I have a use case where I need to do partial updates to a document.

Example

POST /index/mapping/1/_update
{
"doc" : {
"name" : "A",
},
"doc_as_upsert" : true
}

POST /index/mapping/1/_update
{
"doc" : {
"age" : 23,
},
"doc_as_upsert" : true
}

output
{"id" : 1, "name": "A", "age": 20}

Can rally support this? If not, do you have any recommendations on how to benchmark this scenario?

Thanks


(Daniel Mitterdorfer) #2

Hi @Zixuan_Liu,

Rally does not support the update API out of the box. However, you can write a so-called custom runner and use the Python client's update() method.

However, that solves only part of the problem. You also need a way to specify the documents that you want to update. This is what so-called parameter sources are meant for. It depends a bit how you provide the documents to upsert.

  • The simplest case would be to use just a dict or to generate the documents on the fly.

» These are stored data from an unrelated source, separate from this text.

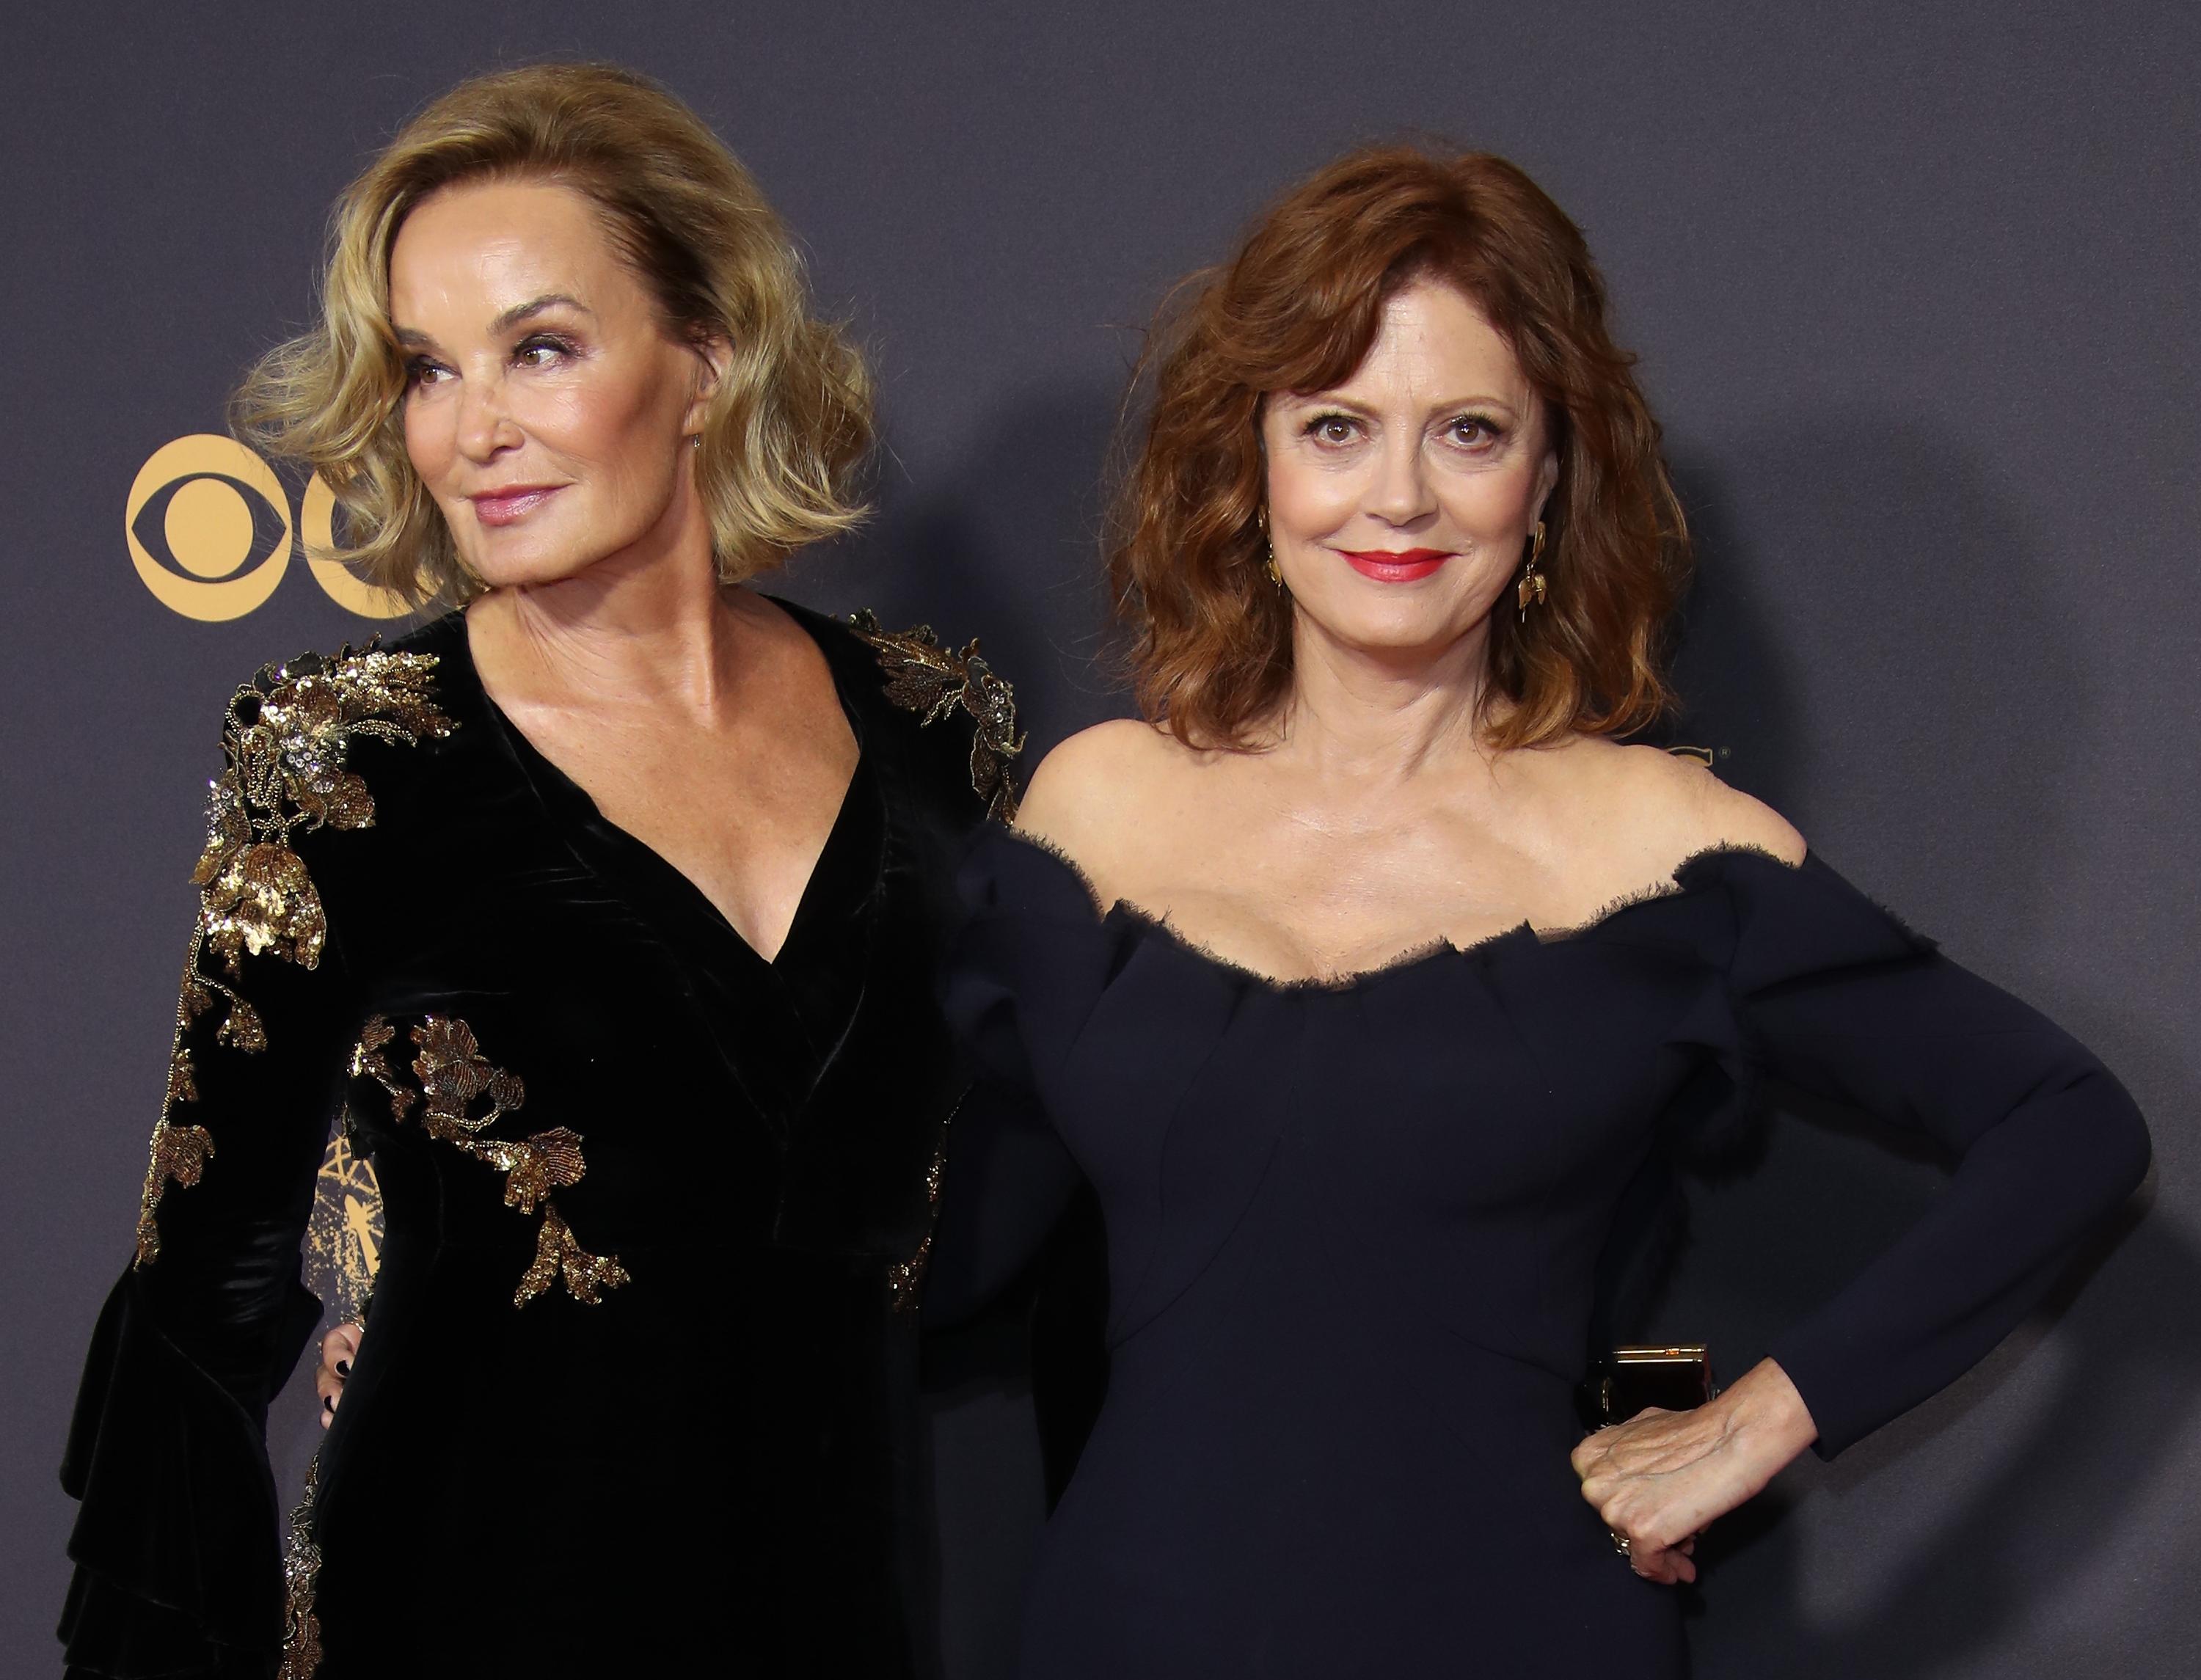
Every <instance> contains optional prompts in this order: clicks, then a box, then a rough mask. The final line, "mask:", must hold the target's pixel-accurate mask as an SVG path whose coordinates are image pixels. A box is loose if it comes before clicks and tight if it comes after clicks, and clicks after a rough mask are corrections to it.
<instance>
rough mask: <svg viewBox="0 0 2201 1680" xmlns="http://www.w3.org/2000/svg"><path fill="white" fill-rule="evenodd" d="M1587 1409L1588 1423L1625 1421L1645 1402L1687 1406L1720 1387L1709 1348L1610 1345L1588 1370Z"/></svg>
mask: <svg viewBox="0 0 2201 1680" xmlns="http://www.w3.org/2000/svg"><path fill="white" fill-rule="evenodd" d="M1585 1387H1587V1389H1589V1394H1587V1396H1585V1398H1587V1405H1585V1411H1587V1414H1589V1427H1591V1429H1602V1427H1605V1425H1609V1422H1627V1420H1629V1418H1633V1416H1635V1414H1638V1411H1644V1409H1646V1407H1660V1409H1662V1411H1690V1409H1693V1407H1699V1405H1704V1403H1706V1400H1710V1398H1712V1396H1715V1394H1719V1387H1717V1385H1715V1383H1712V1350H1710V1348H1704V1345H1701V1343H1697V1345H1684V1348H1613V1352H1609V1354H1607V1356H1605V1359H1600V1361H1598V1367H1596V1370H1594V1372H1591V1374H1589V1383H1587V1385H1585Z"/></svg>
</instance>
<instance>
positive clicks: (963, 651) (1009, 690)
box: [847, 610, 1023, 823]
mask: <svg viewBox="0 0 2201 1680" xmlns="http://www.w3.org/2000/svg"><path fill="white" fill-rule="evenodd" d="M847 625H850V630H854V632H856V634H858V636H861V639H863V641H865V643H869V647H872V652H874V654H878V669H883V672H885V674H887V698H889V700H891V702H894V705H898V707H905V709H907V711H918V713H922V718H924V722H927V724H935V722H940V720H942V718H946V716H949V713H953V711H955V709H957V707H962V709H964V711H966V713H968V716H971V722H975V724H977V738H975V740H973V742H971V790H973V793H977V797H979V799H984V801H986V815H988V817H995V819H997V821H1004V823H1006V821H1012V819H1015V817H1017V784H1015V782H1012V779H1010V775H1008V766H1010V762H1015V757H1017V753H1021V751H1023V735H1019V733H1017V691H1015V689H1012V687H1010V685H1008V683H1006V680H1001V678H999V676H995V672H993V667H990V665H988V663H986V661H984V658H979V652H977V639H973V641H971V643H966V645H964V647H962V650H960V652H957V650H953V647H942V645H940V636H935V634H933V628H931V625H924V623H920V625H918V628H916V630H898V632H896V630H885V628H880V623H878V614H876V612H872V610H863V612H852V614H850V619H847Z"/></svg>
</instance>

Then you can write a parameter source similar to the one in the documentation.
  • Alternatively you could also read them from a file. However, this is more complicated, especially if you want to use this with multiple clients. For bulk-indexing Rally provides a pretty generic solution that allows you to read portions a file with an arbitrary number of clients but it is by far the most complex parameter source. In your special case, however, you might get away with a less generic solution: You could create one file per client. If you want to go down that route I think our bulk parameter source could still serve as a starting point.

I hope that helps you to get started.

Daniel


(Zixuan Liu) #3

Thanks for the insights. Will start from there


(system) #4

This topic was automatically closed 28 days after the last reply. New replies are no longer allowed.